Transparent proxy disadvantages

Transparent proxy has some disadvantages in terms of performance, complexity of administration, and lack of transparency in how the HTTP stack operates. This includes availability risk, because other network equipment or server OSes may not accept the transparent proxy fundamentally “lying to the network.” Spoofing the client for every request made to the web server also causes performance issues because TCP connections to the backend web server cannot be kept open and re-used. The repeated re-establishment of the TCP connection introduces added latency, which affects user experience, and ultimately can affect search engine position.

Disadvantages of transparent proxy are the following:

Caveat Reason
Poor performance Lack of TCP keepalive
Complicated to take out of line in case a problem occurs Web servers use the Web Security Manager proxy as the default gateway, and must be re-configured to use the network default gateway for the stack to work without Web Security Manager
Difficult to troubleshoot Part of the network configuration is done on the web server.
Availability is not guaranteed Transparent proxy relies on other network equipment and server OSes to accept it, which may not be the case after updates.
Testing is uncertain, including risks associated with applying updates and rebooting

Testing prior to releasing software updates to Web Security Manager is more uncertain in regards to uncovering potential issues with transparent proxy, because it depends on the surrounding network to accept it. This increases the risk associated with applying updates and rebooting the appliance in customer-specific networks.

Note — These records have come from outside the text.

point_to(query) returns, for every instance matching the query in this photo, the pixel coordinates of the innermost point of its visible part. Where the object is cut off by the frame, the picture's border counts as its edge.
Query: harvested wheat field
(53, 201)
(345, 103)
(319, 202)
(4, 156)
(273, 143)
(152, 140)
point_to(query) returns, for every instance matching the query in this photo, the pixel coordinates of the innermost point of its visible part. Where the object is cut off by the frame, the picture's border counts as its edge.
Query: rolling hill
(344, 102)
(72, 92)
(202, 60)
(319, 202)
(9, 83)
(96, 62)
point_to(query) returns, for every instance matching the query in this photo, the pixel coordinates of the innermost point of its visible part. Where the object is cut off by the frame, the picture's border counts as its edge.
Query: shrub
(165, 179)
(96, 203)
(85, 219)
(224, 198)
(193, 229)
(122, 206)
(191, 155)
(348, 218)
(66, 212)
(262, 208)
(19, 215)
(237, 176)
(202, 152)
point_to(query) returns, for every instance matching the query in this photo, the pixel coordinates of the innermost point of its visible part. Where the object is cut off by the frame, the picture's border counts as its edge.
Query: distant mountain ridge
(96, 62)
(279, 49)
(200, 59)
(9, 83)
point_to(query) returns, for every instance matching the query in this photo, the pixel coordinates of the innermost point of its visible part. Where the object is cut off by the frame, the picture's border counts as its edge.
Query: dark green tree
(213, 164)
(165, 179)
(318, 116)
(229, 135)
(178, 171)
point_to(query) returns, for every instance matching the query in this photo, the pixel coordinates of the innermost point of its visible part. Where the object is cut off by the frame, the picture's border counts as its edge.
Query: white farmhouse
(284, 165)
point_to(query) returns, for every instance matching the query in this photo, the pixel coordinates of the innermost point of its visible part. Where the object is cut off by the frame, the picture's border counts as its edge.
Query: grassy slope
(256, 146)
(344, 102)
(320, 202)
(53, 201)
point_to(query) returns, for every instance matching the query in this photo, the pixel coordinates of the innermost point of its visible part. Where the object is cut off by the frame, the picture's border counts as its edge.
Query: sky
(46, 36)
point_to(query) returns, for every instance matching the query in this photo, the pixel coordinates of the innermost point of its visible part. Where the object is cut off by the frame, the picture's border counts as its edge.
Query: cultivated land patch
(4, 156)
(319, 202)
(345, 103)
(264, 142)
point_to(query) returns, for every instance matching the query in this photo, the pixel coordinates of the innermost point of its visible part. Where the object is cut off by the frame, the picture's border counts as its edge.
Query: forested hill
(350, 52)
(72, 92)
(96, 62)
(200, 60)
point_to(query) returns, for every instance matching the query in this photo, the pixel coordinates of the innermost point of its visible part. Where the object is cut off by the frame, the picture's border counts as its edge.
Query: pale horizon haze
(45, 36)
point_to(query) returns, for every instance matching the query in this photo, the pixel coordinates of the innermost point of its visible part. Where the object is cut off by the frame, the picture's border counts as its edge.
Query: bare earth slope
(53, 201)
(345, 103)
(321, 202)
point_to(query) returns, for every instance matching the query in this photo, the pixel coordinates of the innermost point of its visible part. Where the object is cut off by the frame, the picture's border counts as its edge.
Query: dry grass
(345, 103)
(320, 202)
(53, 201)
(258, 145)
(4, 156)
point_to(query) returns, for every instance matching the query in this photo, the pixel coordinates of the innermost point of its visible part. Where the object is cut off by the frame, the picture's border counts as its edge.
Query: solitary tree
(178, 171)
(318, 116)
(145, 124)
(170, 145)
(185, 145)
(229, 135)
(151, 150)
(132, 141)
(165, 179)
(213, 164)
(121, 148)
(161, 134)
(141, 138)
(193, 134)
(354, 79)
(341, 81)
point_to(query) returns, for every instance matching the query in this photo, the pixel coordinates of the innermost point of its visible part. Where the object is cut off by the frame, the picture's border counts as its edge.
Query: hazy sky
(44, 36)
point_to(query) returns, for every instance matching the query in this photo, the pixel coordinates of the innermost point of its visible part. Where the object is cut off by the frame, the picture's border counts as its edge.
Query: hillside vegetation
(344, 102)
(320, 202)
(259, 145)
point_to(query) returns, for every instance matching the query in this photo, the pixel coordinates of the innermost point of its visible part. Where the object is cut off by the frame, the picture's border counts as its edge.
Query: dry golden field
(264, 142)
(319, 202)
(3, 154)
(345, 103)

Configure the transparent proxy

To minimize the availability impact on the web properties, configure the transparent proxy in the order described below.

If WAF is deployed as a cluster, create a cluster interface with a VIP that is reachable by the backend web servers.

  1. On the Websites page, click Services, and then click Network.
  2. Select Enable IP Forwarding in Network routing.
  3. Check the Network segmentation table to verify routing does not violate network segmentation settings. Edit the segmentation table if necessary. By default, routing cannot cross network interfaces.
  4. Configure backend web servers to use Managed WAF as the default gateway.

To configure the transparent proxy for each website in the website list:

  1. On the Websites page, under ADC, click Virtual host.
  2. In the Client Source IP, under Transparent Proxy, select Preserve client source IP.
  3. In the ADC tab, click Load balancing.
  4. In the Advance settings, clear Enable real server keepalive.
  5. Click Save settings, and then click Apply changes.